Start with an information need
Select a system and a collection to search on
Formulate a query
Send the query to the system
Receive the results in the form of information items
Scan, evaluate, and interpret the results
Either stop, or,
Reformulate the query and go to step 4

About the starting points:

One study found that for non-expert users the results of clustering were difficult to use, and that graphical depictions (for example, representing clusters with circles and lines connecting documents) were much harder to use than textual representations (for example, showing titles and topical words, as in Scatter/Gather), because documents' contents are difficult to discern without actually reading some text .

About the query specification:
Boolean queries are problematic because the basic syntax is counter-intuitive.
Solutions to solve this problem are :1. allow users to choose from a selection of common simple ways of combining query terms 2. provide a simpler or more intuitive syntax.

Visualization For Text Mining:

One of the most common strategies used in text mining is to identify important entities within the text and attempt to show connections among those entities.

Visualizing Document Concordances And Word Frequencies

In the field of literature analysis it is commonplace to analyze a text or a collection of texts by extracting a concordance : an alphabetical index of all the words in a text, showing those words in the contexts in which they appear.
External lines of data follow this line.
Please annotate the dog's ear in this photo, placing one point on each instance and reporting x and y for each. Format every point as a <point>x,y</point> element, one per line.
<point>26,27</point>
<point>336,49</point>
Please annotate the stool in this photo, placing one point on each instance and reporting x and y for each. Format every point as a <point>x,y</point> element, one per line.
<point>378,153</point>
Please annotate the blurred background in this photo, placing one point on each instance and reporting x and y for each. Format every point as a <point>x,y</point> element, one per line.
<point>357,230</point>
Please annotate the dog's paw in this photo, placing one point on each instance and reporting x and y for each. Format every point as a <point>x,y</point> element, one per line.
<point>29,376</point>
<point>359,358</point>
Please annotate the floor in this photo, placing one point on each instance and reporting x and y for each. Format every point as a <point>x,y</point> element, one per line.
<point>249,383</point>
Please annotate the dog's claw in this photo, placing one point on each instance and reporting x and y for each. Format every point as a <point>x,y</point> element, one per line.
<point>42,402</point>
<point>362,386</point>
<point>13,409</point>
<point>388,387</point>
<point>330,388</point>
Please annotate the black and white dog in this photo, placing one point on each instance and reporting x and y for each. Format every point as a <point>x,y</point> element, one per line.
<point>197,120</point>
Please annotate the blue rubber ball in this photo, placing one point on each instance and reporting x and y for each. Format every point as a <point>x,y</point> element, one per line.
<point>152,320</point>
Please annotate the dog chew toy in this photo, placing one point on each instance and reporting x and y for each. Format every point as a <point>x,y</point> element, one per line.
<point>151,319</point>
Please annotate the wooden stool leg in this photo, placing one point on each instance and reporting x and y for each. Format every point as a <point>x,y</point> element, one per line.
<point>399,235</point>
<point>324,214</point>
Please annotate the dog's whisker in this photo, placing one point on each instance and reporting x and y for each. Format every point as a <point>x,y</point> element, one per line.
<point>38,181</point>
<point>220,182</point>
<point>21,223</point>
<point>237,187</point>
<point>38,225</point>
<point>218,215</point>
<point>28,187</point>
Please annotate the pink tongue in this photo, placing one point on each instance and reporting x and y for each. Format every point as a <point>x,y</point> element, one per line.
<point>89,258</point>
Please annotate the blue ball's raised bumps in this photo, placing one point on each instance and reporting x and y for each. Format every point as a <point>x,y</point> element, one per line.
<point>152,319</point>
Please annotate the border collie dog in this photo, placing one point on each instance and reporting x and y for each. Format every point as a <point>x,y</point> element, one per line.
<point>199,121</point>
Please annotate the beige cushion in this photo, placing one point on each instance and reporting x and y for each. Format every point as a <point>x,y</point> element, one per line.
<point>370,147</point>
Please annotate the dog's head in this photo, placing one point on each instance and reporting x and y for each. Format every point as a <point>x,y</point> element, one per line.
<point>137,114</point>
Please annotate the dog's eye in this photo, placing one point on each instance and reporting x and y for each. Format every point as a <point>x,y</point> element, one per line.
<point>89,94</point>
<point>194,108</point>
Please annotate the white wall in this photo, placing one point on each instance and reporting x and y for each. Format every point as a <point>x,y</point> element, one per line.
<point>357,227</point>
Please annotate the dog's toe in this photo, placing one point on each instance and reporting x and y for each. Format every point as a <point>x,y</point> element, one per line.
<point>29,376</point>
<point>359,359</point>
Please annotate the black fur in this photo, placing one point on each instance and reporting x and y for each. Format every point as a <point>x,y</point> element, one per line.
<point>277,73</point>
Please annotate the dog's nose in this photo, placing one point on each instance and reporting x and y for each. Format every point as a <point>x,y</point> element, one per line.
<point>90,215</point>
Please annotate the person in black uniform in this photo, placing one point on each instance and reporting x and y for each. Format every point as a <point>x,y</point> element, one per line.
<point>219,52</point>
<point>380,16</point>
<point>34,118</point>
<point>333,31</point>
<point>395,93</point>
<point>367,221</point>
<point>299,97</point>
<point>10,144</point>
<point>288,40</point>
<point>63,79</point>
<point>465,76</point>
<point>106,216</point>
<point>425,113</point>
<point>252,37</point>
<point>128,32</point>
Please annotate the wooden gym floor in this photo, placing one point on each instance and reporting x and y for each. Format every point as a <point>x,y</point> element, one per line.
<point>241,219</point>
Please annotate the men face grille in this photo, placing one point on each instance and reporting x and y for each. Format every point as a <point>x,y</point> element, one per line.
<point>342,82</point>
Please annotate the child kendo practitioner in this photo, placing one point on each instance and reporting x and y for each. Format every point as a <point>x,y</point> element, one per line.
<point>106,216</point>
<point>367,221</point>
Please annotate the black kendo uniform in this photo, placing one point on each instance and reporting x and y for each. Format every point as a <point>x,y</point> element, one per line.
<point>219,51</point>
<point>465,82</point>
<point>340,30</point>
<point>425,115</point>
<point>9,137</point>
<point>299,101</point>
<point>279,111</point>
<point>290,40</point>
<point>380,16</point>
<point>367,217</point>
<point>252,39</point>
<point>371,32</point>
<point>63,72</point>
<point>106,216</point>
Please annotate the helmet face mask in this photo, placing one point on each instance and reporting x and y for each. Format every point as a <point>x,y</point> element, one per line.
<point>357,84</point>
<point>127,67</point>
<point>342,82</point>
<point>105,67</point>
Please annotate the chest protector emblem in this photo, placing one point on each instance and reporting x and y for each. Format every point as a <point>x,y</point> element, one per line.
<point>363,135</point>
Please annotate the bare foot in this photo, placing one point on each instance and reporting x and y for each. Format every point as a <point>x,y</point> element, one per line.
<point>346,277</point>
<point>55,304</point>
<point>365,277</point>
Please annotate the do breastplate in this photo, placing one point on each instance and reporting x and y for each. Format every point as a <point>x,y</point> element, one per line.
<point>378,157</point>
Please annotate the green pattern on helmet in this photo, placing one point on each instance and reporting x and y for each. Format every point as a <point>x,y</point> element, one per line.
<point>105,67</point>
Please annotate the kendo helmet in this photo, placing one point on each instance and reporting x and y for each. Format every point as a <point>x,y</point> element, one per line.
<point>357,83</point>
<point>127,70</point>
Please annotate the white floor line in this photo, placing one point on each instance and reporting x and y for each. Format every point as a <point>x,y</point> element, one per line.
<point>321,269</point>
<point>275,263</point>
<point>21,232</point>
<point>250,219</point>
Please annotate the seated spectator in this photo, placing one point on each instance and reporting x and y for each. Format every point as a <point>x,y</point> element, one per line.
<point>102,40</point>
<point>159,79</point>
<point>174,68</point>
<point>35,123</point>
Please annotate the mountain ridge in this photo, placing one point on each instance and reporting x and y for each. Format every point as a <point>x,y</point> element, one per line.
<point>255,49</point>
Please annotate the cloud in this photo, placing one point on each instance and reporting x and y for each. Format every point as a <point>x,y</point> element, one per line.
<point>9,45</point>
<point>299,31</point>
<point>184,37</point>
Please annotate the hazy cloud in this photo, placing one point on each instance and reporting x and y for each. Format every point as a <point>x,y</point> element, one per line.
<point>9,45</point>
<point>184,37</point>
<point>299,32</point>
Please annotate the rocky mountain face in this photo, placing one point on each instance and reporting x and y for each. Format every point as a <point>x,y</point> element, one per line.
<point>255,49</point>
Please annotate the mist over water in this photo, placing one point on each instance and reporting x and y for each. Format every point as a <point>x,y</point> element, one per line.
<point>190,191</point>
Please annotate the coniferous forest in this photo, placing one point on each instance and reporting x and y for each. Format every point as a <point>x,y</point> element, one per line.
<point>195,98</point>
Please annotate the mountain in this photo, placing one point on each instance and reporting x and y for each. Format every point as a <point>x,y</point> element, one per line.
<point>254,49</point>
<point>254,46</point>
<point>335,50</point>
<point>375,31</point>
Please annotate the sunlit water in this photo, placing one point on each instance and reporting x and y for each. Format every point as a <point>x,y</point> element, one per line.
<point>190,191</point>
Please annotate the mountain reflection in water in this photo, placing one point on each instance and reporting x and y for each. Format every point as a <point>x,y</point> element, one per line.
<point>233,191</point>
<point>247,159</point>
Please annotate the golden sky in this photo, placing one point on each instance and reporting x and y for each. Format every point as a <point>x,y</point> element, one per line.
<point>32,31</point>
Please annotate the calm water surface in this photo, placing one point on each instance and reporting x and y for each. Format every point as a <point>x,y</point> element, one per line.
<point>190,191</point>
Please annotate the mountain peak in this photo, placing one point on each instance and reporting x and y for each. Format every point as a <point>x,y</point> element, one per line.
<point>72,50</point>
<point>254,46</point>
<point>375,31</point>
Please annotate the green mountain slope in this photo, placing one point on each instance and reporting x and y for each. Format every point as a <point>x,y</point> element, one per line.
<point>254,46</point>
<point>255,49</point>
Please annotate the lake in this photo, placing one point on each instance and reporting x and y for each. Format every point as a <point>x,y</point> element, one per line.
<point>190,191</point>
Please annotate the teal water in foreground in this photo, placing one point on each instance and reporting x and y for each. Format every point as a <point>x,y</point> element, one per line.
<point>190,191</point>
The standard way to view the concordance is to place the word of interest in the center of the view with “gutters” on either side, and then sort the surrounding text in some way.

Visualizing Literature And Citation Relationships

This information is used to assess the importance of the authors, the papers, and the topics in the field, and how these measures change over time.

Some more recent approaches have moved away from nodes-and-links in order to break the interesting relationships into pieces and show their connections via brushing-and-linking interactions.